- Sept civils et 96
militaires, dont 20 officiers, sont en détention
préventive et inculpés, pour avoir
participé à une tentative de coup d'Etat le
23 juillet dernier, a annoncé le procureur
général de la République,
Gérard Ngendabanka.
- Plus de 500 militaires avaient été
arrêtés par les troupes loyalistes
après avoir tenté de renverser le
régime du président Pierre Buyoya,
dans la nuit du 22 au 23 juillet.
- La plupart ont été tout simplement
renvoyés de l'armée, la justice maintenant
en détention ceux qu'elle considère comme
les responsables importants. Les sept civils, dont aucune
personnalité politique de premier plan, ainsi que
neuf militaires, ont été
arrêtés à l'issue du travail d'une
commission d'enquête composée de trois
civils et quatre militaires.
- Vingt officiers et 20 sous-officiers figurent parmi
les inculpés qui doivent comparaître devant
la Cour militaire de Bujumbura.
- Les 103 inculpés ont rejoint en prison 23
autres détenus, également en
détention préventive pour avoir
participé, elles, à une
précédente tentative de putsch, le 18 avril
2000.
- "La tentative du 23 juillet avait des liens
très étroits avec celle du 18 avril, le
rapport de la commission d'enquête l'a clairement
établi", a expliqué le magistrat.
- Un demi-millier de militaires mutins s'étaient
rendus à l'armée le 23 juillet,
stoppés dans leur fuite à Ngozi, au nord de
Bujumbura.
- Parmi les officiers inculpés figure le
lieutenant-colonel Philippe Ndayishimiye, commandant
par intérim du Groupement pour la
défense de la capitale (GODEC), qui
était le commandant en second de la garde
présidentielle.
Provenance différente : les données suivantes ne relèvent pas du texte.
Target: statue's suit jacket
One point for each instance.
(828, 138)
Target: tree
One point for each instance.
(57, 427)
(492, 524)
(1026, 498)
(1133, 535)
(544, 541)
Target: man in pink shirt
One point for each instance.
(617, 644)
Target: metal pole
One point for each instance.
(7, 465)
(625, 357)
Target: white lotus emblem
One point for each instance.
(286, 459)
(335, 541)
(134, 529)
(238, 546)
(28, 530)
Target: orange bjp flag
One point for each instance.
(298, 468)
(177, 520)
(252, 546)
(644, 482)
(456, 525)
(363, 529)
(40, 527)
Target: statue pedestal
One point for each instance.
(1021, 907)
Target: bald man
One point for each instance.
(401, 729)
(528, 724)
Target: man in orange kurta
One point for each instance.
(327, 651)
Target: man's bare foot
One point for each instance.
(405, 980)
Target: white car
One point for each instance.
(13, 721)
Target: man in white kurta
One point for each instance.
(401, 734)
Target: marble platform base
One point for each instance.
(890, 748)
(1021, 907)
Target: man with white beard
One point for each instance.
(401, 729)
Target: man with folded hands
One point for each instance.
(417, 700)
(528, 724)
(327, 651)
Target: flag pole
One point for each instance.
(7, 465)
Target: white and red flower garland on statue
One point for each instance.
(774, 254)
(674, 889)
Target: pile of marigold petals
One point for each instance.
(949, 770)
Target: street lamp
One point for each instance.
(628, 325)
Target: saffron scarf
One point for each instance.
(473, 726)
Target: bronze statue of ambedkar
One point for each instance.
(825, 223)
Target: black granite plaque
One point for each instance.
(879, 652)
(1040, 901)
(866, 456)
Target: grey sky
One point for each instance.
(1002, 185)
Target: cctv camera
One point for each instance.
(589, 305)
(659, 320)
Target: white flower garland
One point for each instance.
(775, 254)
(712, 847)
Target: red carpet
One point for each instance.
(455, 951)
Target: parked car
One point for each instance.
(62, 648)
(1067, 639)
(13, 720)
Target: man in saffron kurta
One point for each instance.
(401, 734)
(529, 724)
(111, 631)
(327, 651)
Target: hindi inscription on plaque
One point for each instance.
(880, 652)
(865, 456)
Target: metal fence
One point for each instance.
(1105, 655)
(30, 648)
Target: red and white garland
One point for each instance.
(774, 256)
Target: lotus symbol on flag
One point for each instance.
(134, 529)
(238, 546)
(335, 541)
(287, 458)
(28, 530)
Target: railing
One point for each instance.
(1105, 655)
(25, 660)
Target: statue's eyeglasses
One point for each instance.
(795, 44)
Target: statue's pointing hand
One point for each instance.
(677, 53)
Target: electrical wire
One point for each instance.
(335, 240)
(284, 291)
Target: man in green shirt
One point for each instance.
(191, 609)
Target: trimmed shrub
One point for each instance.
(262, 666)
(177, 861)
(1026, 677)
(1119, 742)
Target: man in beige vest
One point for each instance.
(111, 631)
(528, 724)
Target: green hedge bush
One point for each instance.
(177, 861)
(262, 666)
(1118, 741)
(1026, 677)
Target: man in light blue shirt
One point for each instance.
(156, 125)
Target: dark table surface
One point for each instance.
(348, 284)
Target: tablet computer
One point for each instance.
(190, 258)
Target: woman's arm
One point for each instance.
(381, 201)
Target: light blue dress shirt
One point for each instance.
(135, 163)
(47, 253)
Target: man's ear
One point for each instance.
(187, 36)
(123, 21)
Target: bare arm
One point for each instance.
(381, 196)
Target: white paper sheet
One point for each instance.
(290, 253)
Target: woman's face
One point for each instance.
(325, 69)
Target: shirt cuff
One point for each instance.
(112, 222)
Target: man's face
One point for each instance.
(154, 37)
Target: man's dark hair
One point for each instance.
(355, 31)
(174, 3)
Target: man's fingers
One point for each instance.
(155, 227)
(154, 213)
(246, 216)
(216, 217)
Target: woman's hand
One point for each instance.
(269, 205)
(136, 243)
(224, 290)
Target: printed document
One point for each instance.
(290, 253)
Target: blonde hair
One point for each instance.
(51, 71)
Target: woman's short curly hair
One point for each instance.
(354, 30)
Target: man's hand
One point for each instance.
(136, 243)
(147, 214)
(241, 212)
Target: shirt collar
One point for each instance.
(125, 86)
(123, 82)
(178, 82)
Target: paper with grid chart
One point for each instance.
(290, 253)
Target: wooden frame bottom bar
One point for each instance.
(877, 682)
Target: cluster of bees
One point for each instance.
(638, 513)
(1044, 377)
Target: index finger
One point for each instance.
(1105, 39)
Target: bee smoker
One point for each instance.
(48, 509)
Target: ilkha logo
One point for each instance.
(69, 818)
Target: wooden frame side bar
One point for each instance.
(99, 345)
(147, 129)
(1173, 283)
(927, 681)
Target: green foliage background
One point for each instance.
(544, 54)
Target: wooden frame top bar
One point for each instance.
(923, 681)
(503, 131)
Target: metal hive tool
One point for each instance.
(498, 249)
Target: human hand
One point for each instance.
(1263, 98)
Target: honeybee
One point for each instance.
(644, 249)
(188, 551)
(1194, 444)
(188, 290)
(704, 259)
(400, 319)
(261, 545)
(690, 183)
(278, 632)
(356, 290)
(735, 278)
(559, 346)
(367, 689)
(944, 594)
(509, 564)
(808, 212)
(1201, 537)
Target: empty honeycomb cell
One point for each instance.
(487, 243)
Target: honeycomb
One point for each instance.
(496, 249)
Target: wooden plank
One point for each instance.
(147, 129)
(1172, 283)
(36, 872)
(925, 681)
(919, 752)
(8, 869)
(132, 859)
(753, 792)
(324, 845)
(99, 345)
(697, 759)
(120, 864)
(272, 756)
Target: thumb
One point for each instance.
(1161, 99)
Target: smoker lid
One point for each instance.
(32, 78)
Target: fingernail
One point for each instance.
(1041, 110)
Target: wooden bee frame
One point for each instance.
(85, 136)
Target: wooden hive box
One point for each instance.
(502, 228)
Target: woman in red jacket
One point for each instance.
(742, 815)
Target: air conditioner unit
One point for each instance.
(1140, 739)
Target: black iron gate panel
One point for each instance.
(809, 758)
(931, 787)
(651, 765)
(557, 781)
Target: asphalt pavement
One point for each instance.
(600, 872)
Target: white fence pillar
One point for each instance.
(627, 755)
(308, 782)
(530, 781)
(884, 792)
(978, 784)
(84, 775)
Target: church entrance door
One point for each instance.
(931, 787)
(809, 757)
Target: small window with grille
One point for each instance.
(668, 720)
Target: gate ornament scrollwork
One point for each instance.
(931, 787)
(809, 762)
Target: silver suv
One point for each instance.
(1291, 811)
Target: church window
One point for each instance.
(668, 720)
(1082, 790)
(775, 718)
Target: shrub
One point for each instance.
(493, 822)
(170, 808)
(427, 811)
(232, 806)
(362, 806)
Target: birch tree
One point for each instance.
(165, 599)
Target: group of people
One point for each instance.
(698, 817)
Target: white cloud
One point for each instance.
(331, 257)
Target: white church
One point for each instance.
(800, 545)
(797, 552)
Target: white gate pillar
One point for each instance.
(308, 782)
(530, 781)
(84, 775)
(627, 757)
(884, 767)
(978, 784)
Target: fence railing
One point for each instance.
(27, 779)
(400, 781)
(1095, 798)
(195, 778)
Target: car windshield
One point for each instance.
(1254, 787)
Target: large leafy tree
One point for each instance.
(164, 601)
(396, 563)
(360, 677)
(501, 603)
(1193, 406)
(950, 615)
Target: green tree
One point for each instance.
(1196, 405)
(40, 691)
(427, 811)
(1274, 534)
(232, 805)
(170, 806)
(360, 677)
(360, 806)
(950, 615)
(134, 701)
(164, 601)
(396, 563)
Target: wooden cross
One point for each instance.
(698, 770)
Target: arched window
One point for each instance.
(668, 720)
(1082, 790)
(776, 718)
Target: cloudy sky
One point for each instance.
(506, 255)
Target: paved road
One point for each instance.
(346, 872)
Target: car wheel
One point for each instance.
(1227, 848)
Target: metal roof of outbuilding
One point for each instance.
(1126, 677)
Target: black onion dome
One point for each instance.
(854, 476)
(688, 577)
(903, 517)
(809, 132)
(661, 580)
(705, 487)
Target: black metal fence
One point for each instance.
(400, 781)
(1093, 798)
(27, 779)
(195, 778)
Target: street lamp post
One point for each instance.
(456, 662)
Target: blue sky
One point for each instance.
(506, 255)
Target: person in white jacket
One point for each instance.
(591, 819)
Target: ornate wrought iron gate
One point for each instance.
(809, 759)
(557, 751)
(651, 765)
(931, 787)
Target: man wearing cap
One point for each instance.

Le GODEC avait fourni l'essentiel
des troupes des mutins.
- Les inculpés sont poursuivis "sur la base de
l'article 42 du code pénal militaire, qui
prévoit et réprime l'attentat dont le but
est de détruire ou de changer le régime
constitutionnel, ou pour complicité de cette
même infraction", a précisé le
procureur, ajoutant: "Vous saurez qui est le cerveau au
moment des audiences".
- Les sept civils sont des membres du principal parti
d'opposition de la minorité tutsie, le Parti
pour le Redressement National (PARENA), qui rejette
l'idée d'un gouvernement de transition
prévu d'ici au 1er novembre et dirigé dans
un premier temps par le major Buyoya, en application d'un
accord de paix signé à Arusha (Tanzanie) le
28 août 2000.
- A la question de savoir si le PARENA était
visé au travers des inculpés, le procureur
a répondu "non". Aucun des sept civils n'est un
cadre du PARENA. "Malheureusement, les commanditaires de
ce coup n'ont pas été bien
identifiés", a cependant concédé le
magistrat.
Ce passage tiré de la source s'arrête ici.